Neerya miró a Ziyam a los ojos con gesto desafiante, pero volvió a asentir.

– Iré con vosotras.

Ziyam se apartó y volvió a guardar el estilete en su estrecha vaina.

– Todo arreglado. -Cambiando de nuevo al idioma de Atagaira y señalando a la carretilla, ordenó a las tres Teburashi-: Cuidad bien de eso.

Ariel comprendió que con «eso» se refería al cuerpo del Mazo.

– ¡No puedes dejarlo aquí dentro de esa caja!

Antea la tomó por los hombros, la apartó un poco y se agachó junto a ella.

– Mis guerreras han hecho un gran esfuerzo cargando con él desde Atagaira y Malabashi, a un mundo de distancia. Pero ahora es casi imposible pasarlo por ese agujero. Aquí no le va a ocurrir nada, Ariel.

– ¿Me lo prometes?

– No te lo puedo prometer, porque no depende de mí. Pero si la dragona ha tenido a bien mantener incorrupto su cuerpo, seguro que es porque guarda algún designio para él. Confía en tu señora Iluanka -añadió, acariciando el tatuaje de la niña.

Tras su breve plática con Ariel, Antea se encaramó a la abertura circular y volvió a entrar la primera, retorciéndose con una flexibilidad insospechada en una mujer tan alta y ancha de hombros. Después la siguieron las otras cinco Teburashi, y Ariel, Ziyam y Tríane.
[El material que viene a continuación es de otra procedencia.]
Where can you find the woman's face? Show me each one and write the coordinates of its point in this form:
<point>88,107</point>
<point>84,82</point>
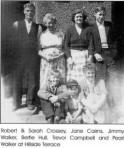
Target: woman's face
<point>100,16</point>
<point>54,81</point>
<point>73,90</point>
<point>51,25</point>
<point>90,75</point>
<point>29,13</point>
<point>78,18</point>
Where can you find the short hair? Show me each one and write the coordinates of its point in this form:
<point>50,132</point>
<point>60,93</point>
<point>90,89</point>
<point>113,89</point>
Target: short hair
<point>99,9</point>
<point>71,83</point>
<point>49,16</point>
<point>89,67</point>
<point>83,12</point>
<point>56,74</point>
<point>29,5</point>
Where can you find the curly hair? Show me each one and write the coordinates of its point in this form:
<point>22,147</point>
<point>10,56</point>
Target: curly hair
<point>29,5</point>
<point>83,12</point>
<point>49,16</point>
El corazón del santuario era una especie de cúpula natural, más pequeña que la cueva de Gurgdar. Las paredes estaban encaladas y llenas de nichos en los que ardían cientos de velas, y del techo colgaban las raíces de un árbol.
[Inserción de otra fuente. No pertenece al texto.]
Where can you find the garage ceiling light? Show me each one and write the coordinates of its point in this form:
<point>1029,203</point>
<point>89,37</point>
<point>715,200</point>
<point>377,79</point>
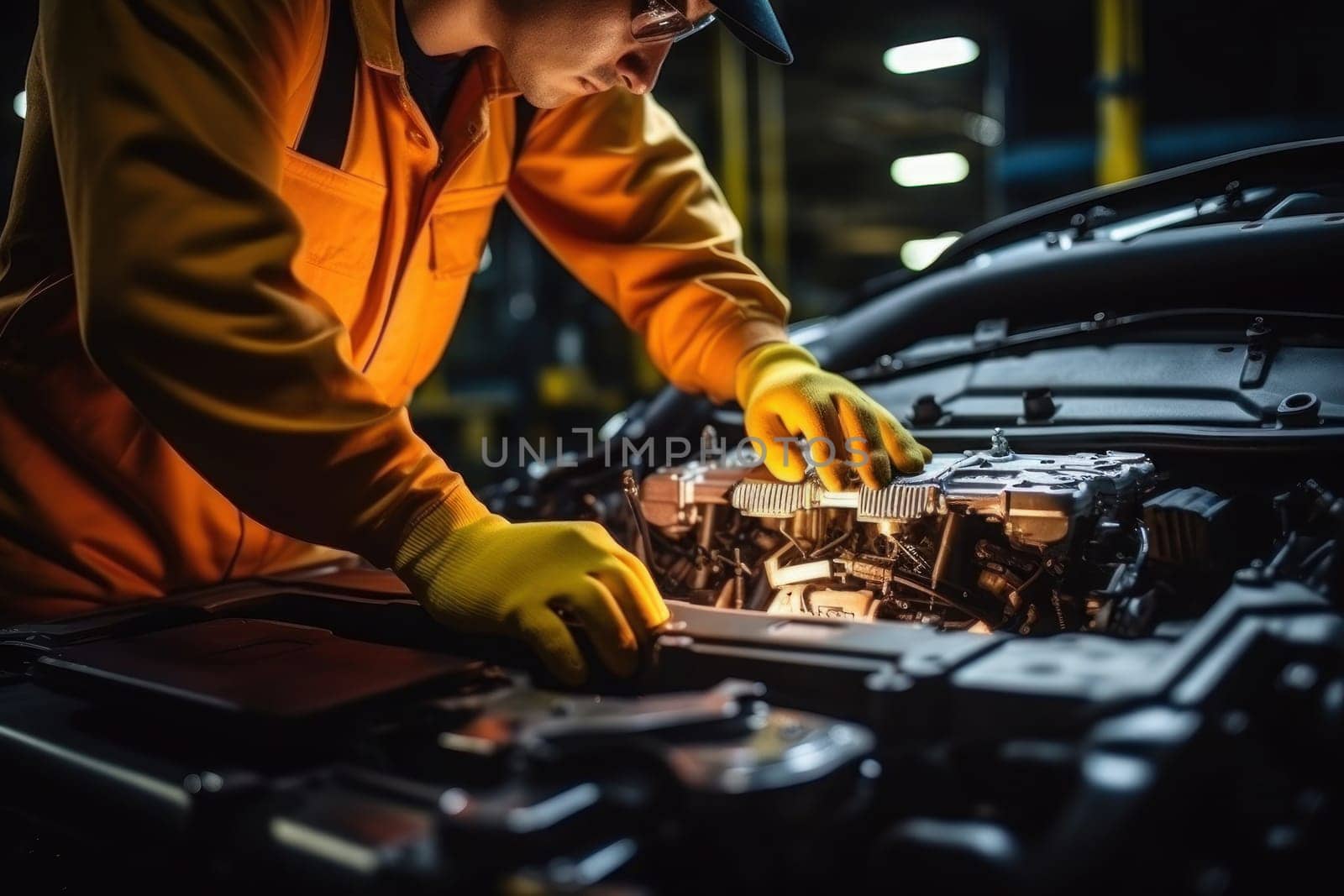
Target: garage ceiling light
<point>918,254</point>
<point>927,170</point>
<point>932,54</point>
La oniromante estaba sentada en un taburete. Vestía una túnica extravagante que mezclaba todos los colores del arco iris y algunos más, y tenía la cabeza rapada y llena de tatuajes rojos y azules.
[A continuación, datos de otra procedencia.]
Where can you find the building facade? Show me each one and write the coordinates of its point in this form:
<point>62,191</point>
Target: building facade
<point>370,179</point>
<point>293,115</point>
– ¿Qué venís a buscar al templo de los sueños? -preguntó en Ritión-. Para consultar a los dioses no hace falta recurrir a la violencia.

– De aquí parte un túnel que baja a las profundidades de la tierra -dijo Ziyam-. ¿Dónde está, bruja?

– Tampoco es necesario faltar al respeto a los sirvientes de los dioses.

– Eres una hembra mortal y no mereces el respeto de una Atagaira. ¡Contesta a mi pregunta y no tientes mi paciencia!

– Esta cueva no tiene otra entrada o salida que la que habéis visto.

La madre de Ariel se acercó también a la sacerdotisa.

– Eso no es posible. Nosotros venimos a despertar al Durmiente. Debes revelarnos cómo llegar hasta él.

La mujer abrió los ojos con espanto.

– ¿Despertar al Durmiente? Locas son quienes quieren invocar al padre de toda locura. ¡Marchaos de aquí por vuestro propio bien!